Heck suggests using money for research, not Yucca Mountain
August 20, 2013 - 5:29 pm
A federal appeals court ruling last week gave a green light to restart licensing of the Yucca Mountain nuclear waste site but without funding the process will remain stalled, Nevada Rep. Joe Heck said Tuesday.
Instead of using the Nuclear Regulatory Commission’s remaining $11.1 million “to move forward with the licensing process until there is no more money in the pot,” Heck, R-Nev., suggested Congress use that money to explore transmutation, which would reduce the quantity and potency of spent fuel from nuclear power reactors.
“I still think, regardless of the (licensing) process, that storing high-level nuclear waste in a hole in the ground is a 20th century solution that might have been state-of-the-art when this whole debate first started back in the mid-80s. But we’ve got to look for something that is a 21st century solution,” Heck said during a meeting with the Review-Journal’s editorial board.
“And that’s why during the debate on the energy and water bill I tried to take that money that was going to licensing and put it towards what’s called accelerated transmutation,” he said.
Research into transmutation could put the shuttered Yucca Mountain site to use while scientists at University of Nevada, Las Vegas continue to work toward advancing the technology.
“It’s a research project.
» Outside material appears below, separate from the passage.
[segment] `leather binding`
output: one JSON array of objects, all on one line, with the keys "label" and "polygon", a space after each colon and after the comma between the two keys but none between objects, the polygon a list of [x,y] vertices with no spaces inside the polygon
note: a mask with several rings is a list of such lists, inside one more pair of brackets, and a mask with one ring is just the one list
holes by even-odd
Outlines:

Eventually it could be done on site,” he said, referring to the mountain 100 miles northwest of Las Vegas.
As for the Department of Energy’s plans to bring long-lived, low-level uranium waste from Oak Ridge National Laboratory in Tennessee to the Nevada National Security Site instead of the Waste Isolation Pilot Plant in New Mexico, Heck said the issue rests with DOE.
“Just as they kind of rewrote the rules for low-level to get it here, they could have just as easily rewritten the rule to get it to the isolation plant in New Mexico,” he said.
“Unfortunately, while the state of Nevada has the ability to offer an opinion, it’s not binding on the Department of Energy as to what they’re going to do with the waste product.”